O dia hoje foi diferente para cada um, já que não tivemos sessões gerais. Vou dar minhas impressões sobre as palestras que vi e do clima geral.

Comecei o dia com a palestra "Compreendendo e utilizando o SQL Data Services" do Waldemir Cambiucci, arquiteto da Microsoft. Foi bem interessante. Eu mesmo já escrevi sobre o SQL Azure, mas quando ele tinha sido lançado. Muito mudou, e foi bom atualizar. Houve uma pergunta sobre o que o DBA faria para administrar o SQL Azure, eu emendei na pergunta, e questionei ao Waldemir se ainda precisaremos de DBAs para as nuvens. Na minha interpretação da resposta dele, entendo que o DBA como alguns DBAs se enxergam, administradores de servidores, não existirão mais, ao menos para aplicações da nuvem. Mas os arquitetos de dados, especialistas em queries, etc, estes continuarão existindo. E são competências bem diferentes, não é mesmo?

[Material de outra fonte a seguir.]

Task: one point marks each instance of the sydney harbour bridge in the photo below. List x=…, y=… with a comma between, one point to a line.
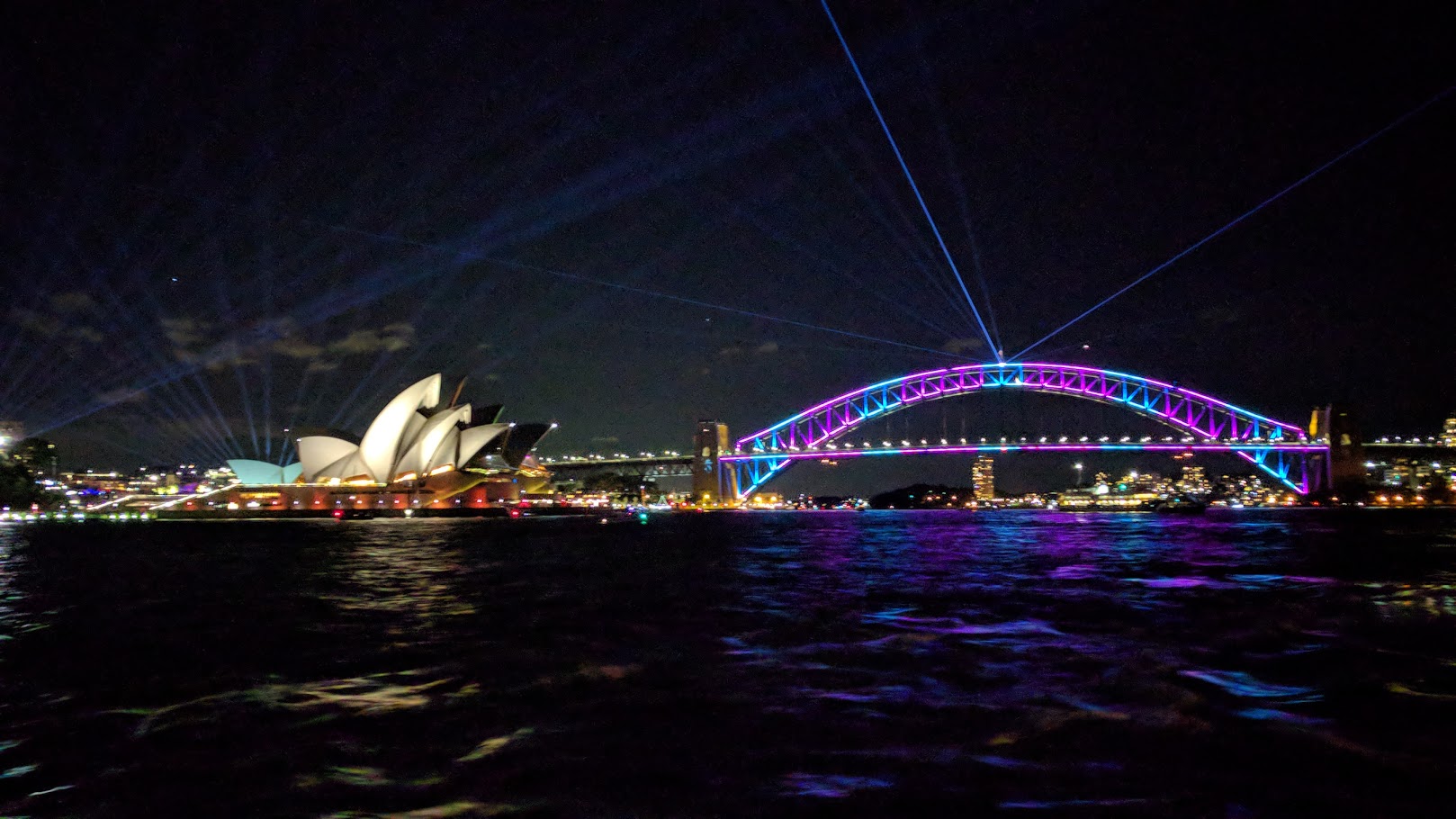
x=1305, y=459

Depois assisti a palestra do Markus Christen, também arquiteto na Microsoft, que falou de Dublin, o novo application server da Microsoft, que vai hospedar, finalmente, serviços WCF. O Markus mostrou as demos de tudo funcionando. O legal é que tudo é gerenciado pelo console do IIS 7. Vejam o grupo "Application Server Extensions for .Net 4.0":

Além disso, ele mostrou várias features de gestão que o Dublin trás. Listagem de serviços:

Listagem de Endpoints:

Visualização de eventos:

E diversas outras funcionalidades que, para quem trabalha com WCF, são o paraíso. Eu já gostava do WCF desde o lançamento, como eu sempre digo, é uma tecnologia que de forma impressionante já nasceu bastante madura, mas realmente faltava um application server. Não falta mais. Em tempo: o Markus disse que em alguns meses devemos ter uma versão para avaliar.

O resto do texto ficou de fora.